10X Visium data output is produced with the spaceranger command line tool from raw fastq files. The output includes a number of files, and the ones that needs to be imported into R for STUtility are the following:

  1. “filtered_feature_bc_matrix.h5” or “raw_feature_bc_matrix.h5” : Gene expression matrices in .h5 format containing the raw UMI counts for each spot and each gene. The “filtered_feature_bc_matrix.h5” matrix contains spots that are localized under the tissue while the “raw_feature_bc_matrix.h5” matrix contain all spots from the entire capture area. NOTE: if you want to include spots outside of the tissue, you need to set disable.subset = TRUE when running InputFromTable.
  2. “tissue_positions_list.csv” : contains capture-spot barcode and capture-spot coordinates.
  3. “tissue_hires_image.png” : H&E image in PNG format with a width of 2000 pixels.
  4. “scalefactors_json.json” : This file contains scaling factors subject to the H&E images of different resolutions. E.g. “tissue_hires_scalef”: 0.1, means that the pixel coordinates in the “tissue_positions_list.csv” table should be scaled by a factor of 0.1 to match the size of the “hires_image.png” file.

To use the full range of functions within STUtility, all four files are needed for each sample. However, all data analysis steps that do not involve the H&E image can be performed with only the count file as input. To read in the 10x Visium .h5 files, the package hdf5r needs to be installed: BiocManager::install("hdf5r").


To follow along this tutorial with a test data set, go to the 10x Dataset repo and download the following two files:

  • Feature / cell matrix HDF5 (filtered)
  • Spatial imaging data (.zip)
    • tissue_hires_image
    • tissue_positions_list
    • scalefactors_json

The .zip file contains the H&E image (in two resolution formats; “tissue_lowres_image” and “tissue_hires_image”), the “tissue_positions_list” with pixel coordinates for the orginial TIF image and the “scalefactors_json.json” that contains the scalefactors used to derive the pixel cooridinates for the hires images. There are three alternatives to handle the scaling of pixel coordinates. Either, you manualy open the JSON file and note the scalefactor and state these numbers in a column in the infoTable named “scaleVisium” (see below). Or, you add a column named “json” with paths to the “scalefactors_json.json” files. A third option is to manually input the values to the function InputFromTable (see ?InputFromTable). If the scalefactors are incorrect, you will end up with misaligned coordinates. This could for example happen if you are trying to use the orignal H&E image and not the “tissue_hires_image.png” when running InputFromTable.

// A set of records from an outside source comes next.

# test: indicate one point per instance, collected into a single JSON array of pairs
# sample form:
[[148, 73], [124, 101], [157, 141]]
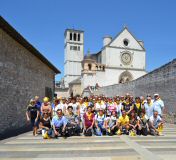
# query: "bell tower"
[[74, 54]]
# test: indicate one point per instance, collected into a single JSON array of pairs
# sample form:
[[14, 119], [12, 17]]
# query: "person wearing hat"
[[32, 115], [111, 106], [37, 102], [155, 122], [127, 106], [158, 104], [100, 123], [111, 124], [46, 106], [149, 107], [118, 107], [138, 106], [142, 125], [99, 104], [73, 126], [61, 106], [59, 123], [123, 123], [89, 121]]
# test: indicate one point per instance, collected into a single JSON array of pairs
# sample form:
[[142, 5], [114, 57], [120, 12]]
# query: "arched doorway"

In this vignette we have used the datasets from Mouse Brain Serial Section 1 and 2 (Sagittal-Posterior)

Prepare data

The recommended method to read the files into R is via the creation of a data.frame that we will call the infoTable. There are four columns in this table that are required for Visium data: “samples”, “spotfiles”, “imgs” and “json”. These columns specify the paths to the required input files.

                            samples                                  spotfiles
1 path/to/sample_1/count_file_1.h5  path/to/sample_1/tissue_positions_list.csv
2  path/to/sample_2/count_file_2.h5 path/to/sample_2/tissue_positions_list.csv
                                     imgs
1 path/to/sample_1/tissue_hires_image.png
2 path/to/sample_2/tissue_hires_image.png
                                     json
1 path/to/sample_1/scalefactors_json.json
2 path/to/sample_2/scalefactors_json.json

Any number of extra columns can be added to the infoTable data.frame that you want to include as meta data in your Seurat object, e.g. “gender”, “age”, “slide_id” etc. These columns can be named as you like, but they should not be called not “sample”, “spotfiles”, “imgs” or “json”.

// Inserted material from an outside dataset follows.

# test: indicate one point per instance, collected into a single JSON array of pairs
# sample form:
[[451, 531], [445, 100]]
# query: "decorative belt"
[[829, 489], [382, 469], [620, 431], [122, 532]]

We are now ready to load our samples and create a “Seurat” object using our infotTable data.frame.

Here, we demonstrate the creation of the Seurat object, while also including some filtering (see section “Quality Control” for more information on filtering):

  • Keeping the genes that are found in at least 5 capture spots and has a total count value >= 100.
  • Keeping the capture-spots that contains >= 500 total transcripts.

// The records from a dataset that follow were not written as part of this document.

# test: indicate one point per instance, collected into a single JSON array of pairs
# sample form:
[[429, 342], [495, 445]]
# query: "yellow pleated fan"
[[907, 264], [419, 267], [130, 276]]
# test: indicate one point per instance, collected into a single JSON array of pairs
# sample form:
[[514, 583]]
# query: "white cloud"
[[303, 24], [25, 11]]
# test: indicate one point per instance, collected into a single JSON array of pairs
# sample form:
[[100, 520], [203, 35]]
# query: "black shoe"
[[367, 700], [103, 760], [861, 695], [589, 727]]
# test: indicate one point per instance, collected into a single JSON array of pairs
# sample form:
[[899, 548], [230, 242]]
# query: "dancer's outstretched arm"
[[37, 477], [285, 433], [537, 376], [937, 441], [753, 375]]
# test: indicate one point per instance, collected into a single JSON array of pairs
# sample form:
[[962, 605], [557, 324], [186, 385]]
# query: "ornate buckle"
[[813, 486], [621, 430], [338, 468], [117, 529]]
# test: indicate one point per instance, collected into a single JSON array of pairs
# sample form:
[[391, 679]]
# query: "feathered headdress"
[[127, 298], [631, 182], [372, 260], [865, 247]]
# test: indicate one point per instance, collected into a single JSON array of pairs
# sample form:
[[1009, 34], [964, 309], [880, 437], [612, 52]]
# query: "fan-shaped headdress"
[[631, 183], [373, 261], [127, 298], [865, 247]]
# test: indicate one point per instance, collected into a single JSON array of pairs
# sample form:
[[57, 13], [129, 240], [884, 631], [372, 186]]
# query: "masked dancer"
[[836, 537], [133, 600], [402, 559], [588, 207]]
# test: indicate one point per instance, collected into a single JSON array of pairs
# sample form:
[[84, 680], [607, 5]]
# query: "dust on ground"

Note that you have to specify which platform the data comes from. The default platform is 10X Visium but if you wish to run data from the older ST platforms, there is support for “1k” and “2k” arrays. You can also mix datasets from different platforms by specifying one of; “Visium”, “1k” or “2k” in a separate column of the infoTable named “platform”. You just have to make sure that the datasets have gene symbols which follows the same nomenclature so that count matrices can be merged.

se <- InputFromTable(infotable = infoTable, 
                      min.gene.count = 100, 
                      min.gene.spots = 5,
                      min.spot.count = 500,
                      platform =  "Visium")


Once you have created a Seurat object you can process and visualize your data just like in a scRNA-seq experiment and make use of the plethora of functions provided in the Seurat package. There are many vignettes to get started available at the Seurat web site.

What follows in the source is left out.